Hukum di mata mereka, tidak pernah sama dengan hukum khas liberalisme. Hukum diagungkan dengan pertimbangan-pertimbangan etis. Tujuannya untuk memuliakan semua manusia. Itu sebabnya hukum dijauhkan sejauh mungkin dari kebiasaan liberalistic. Kebiasaan yang menjadikan hukum alat menciptakan keuntungan bagi segelintir orang. Juga menopang pembangunan ekonomi semata.

Orang-orang besar itu tahu bahwa republik memuliakan mereka. Bukan karena mereka cerdas mengalihkan dan mengelabui rakyatnya. Tertib berkata dan tertindak, dengan panduan etis hanya demi kesejahteraan seluruh rakyatnya, adalah fundasi republik memberi hormat dan memuliakan mereka.

Walau sering gagal, tetapi spirit etis republik mengharuskan Presiden untuk tak takluk pada orang kaya. Siapapun mereka dan apapun kontribusi mereka. Itu karena para perancang republik diberitahu sejarah. Setidaknya menurut Niccolo Machiavelli, orang kaya selalu menjadi masalah direpublik Romawi kuno. Dan saya berpendapat bahaya itu terus terlihat hingga kini.

Presiden selalu harus tepat merancang arah, strategi dan cara merealisasikan pesan-pesan etis republik. Itu sebabnya republik menopang Presiden dengan begitu banyak mata dan telinga di sekitarnya.

Tujuannya sederhana, Presiden selalu punya data mutakhir yang terkonfirmasi pada saat mempersiapkan kebijakan dan merespon perkembangan. Rancanglah kebijakan dan ambisi itu dengan cara yang tepat. Jangan asal. Dilarang ngawur dalam mengurus Negara.

Republik memungkinkan Presiden marah. Lakukanlah itu dengan panduan yang etis ala republik. Dengan panduan etis pula, Menteri, Dirjen, Sekjen dan Direktur harus bekerja  dengan sungguh-sungguh. Sungguh-sungguh dalam bingkai kehormatan dan kemuliaan diri dan keluarga mereka.

Pembaca FNN yang budiman, menteri harus takut pada presiden, tetapi itu harus sekadarnya saja. Pupuklah energi takut itu hanya pada Allah Subhanahu Wata’ala. Kemuliaan tidak lahir dari jabatan. Kemuliaan adalah buah ketakutan pada sang Khaliq, Maha Pencipta alam semesta ini, yang mengendalikan nafas setiap mahluk.

Pak Menteri, Pak Sekjen, Pak Dirjen dan Pak Direktur, taatilah hukum. Itulah yang republik minta dan andalkan dalam mengejar impiannya.
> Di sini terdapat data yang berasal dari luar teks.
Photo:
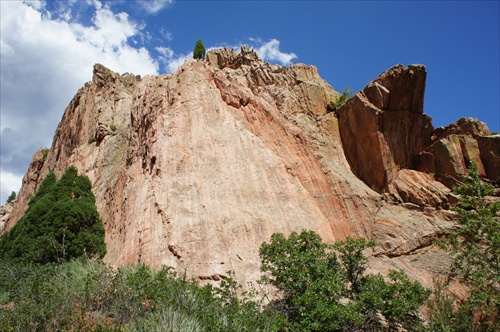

Penjara tak pernah enak dalam semua aspeknya. Ingat itu baik-baik. Presiden telah persilahkan aparat hukum menggigit pejabat yang punya niat korupsi.

Peringatan ini bagus. Bukan peringatan yang ngawur. Patuhilah baik-baik peringatan itu. Perbesarlah energi taat. Sekali lagi, hanya kepada Allah Subhanahu Wata’ala. Selain itu, juga patuhi hukum agar tuan-tuan dan nyonya, bahkan anak istri tuan-tuan tidak tertunduk susah, kelak disuatu hari nanti. Lebih baik dimarahi Presiden, daripada melanggar hukum lalu tinggal di dalam penjara.

Penulis adalah Pengajar HTN Universitas Khairun Ternate.